A Real America? Schuyler Cammann travels in the tradition of the scholar-adventurer, and his book, The Land of the Camel, cleaves to the best in its tradition (truthfulness, a sense of moral involvement, good humor) while shunning the worst (bad writing, political or sectarian tirade, excessive footnotarianism).

Author Cammann was sent to a U.S. meteorological outpost in Inner Mongolia toward the end of the war. During the weeks of his stay, he took short trips in all directions from his base near a town called Shanpa to the tents and temples of the Mongols. Since he thinks they are a vanishing people, Cammann looks close.

He describes the interiors of Mongol yurts and lamaseries, observes with fascination the diversion of technical talents that once conquered Asia into the construction of more & more intricate prayer wheels. He describes without flurry Mongol butchering (directions: cut a hole in the animal's side, pull out the heart, squeeze it until animal is dead), and admires the tricks which Mongol farmers play on their reluctant soil to make it yield. Yet in a land where there is barely enough to eat, an undernourished girl may have silver rings in her ears.
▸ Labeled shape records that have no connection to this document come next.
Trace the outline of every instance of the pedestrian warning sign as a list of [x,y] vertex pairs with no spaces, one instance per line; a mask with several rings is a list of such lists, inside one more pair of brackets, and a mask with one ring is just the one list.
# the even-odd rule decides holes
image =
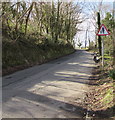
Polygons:
[[106,36],[106,35],[110,35],[109,31],[107,30],[107,28],[105,27],[104,24],[101,25],[98,33],[97,33],[98,36]]

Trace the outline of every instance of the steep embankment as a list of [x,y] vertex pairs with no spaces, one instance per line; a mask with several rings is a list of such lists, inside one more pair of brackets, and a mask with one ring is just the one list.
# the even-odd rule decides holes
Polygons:
[[42,64],[52,59],[74,52],[74,48],[63,44],[36,45],[29,41],[9,42],[3,40],[2,62],[3,75],[13,73],[36,64]]

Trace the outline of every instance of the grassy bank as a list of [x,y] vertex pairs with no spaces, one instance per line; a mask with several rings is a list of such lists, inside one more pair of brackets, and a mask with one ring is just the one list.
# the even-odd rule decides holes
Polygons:
[[91,91],[86,100],[90,114],[99,118],[115,117],[115,70],[112,67],[112,57],[105,54],[104,59],[104,70],[100,62],[92,71]]
[[7,41],[2,43],[3,75],[42,64],[52,59],[74,52],[69,44],[33,44],[26,40]]

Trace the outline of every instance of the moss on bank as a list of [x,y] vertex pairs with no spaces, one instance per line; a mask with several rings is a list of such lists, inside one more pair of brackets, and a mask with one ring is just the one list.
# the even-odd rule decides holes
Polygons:
[[[2,43],[3,75],[42,64],[74,52],[69,44],[33,44],[29,41],[5,41]],[[17,68],[16,68],[17,67]],[[16,68],[16,69],[13,69]]]

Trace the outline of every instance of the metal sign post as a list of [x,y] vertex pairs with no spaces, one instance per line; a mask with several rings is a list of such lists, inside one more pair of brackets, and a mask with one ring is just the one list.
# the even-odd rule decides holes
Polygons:
[[102,67],[104,67],[104,39],[102,37]]
[[[107,30],[107,28],[105,27],[105,25],[102,24],[97,35],[98,36],[106,36],[106,35],[110,35],[110,33]],[[104,39],[103,38],[102,38],[102,67],[104,68]]]

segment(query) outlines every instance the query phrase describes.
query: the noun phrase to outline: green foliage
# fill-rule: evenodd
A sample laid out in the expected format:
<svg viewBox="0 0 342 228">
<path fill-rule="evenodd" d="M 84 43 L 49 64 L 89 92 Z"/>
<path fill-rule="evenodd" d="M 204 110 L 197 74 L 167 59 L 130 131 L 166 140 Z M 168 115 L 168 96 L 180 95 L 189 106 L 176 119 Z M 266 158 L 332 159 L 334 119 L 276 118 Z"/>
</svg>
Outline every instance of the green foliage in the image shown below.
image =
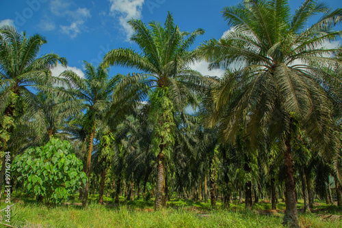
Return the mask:
<svg viewBox="0 0 342 228">
<path fill-rule="evenodd" d="M 161 152 L 170 157 L 174 144 L 173 128 L 173 104 L 168 98 L 168 87 L 158 87 L 150 96 L 150 119 L 154 125 L 152 136 L 152 152 L 158 155 Z"/>
<path fill-rule="evenodd" d="M 112 148 L 115 143 L 114 135 L 111 132 L 108 131 L 104 134 L 100 141 L 100 151 L 98 156 L 99 161 L 104 161 L 104 165 L 107 165 L 106 162 L 114 155 L 114 151 Z"/>
<path fill-rule="evenodd" d="M 21 175 L 29 193 L 42 195 L 46 203 L 57 203 L 86 184 L 83 164 L 66 141 L 51 139 L 45 145 L 29 147 L 16 157 L 12 170 Z"/>
</svg>

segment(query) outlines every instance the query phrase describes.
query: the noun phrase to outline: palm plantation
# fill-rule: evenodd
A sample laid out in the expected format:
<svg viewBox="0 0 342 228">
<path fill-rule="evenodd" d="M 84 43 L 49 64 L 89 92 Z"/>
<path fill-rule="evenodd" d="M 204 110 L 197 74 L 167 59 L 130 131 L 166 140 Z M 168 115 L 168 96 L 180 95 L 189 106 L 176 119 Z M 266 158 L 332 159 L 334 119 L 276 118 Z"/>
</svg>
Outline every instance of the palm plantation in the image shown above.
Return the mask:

Cammann condenses his impressions of Inner Mongolia into a phrase: "Wealth in squalor."

Keen as he is, Scholar Cammann almost throws away one of the biggest facts in his book. He reveals, but only in passing, that most of the Mongols he talked to had never heard of America. They were astonished when they were shown America on the map. They had taken for granted that all strangers of European stock come from "West Russia."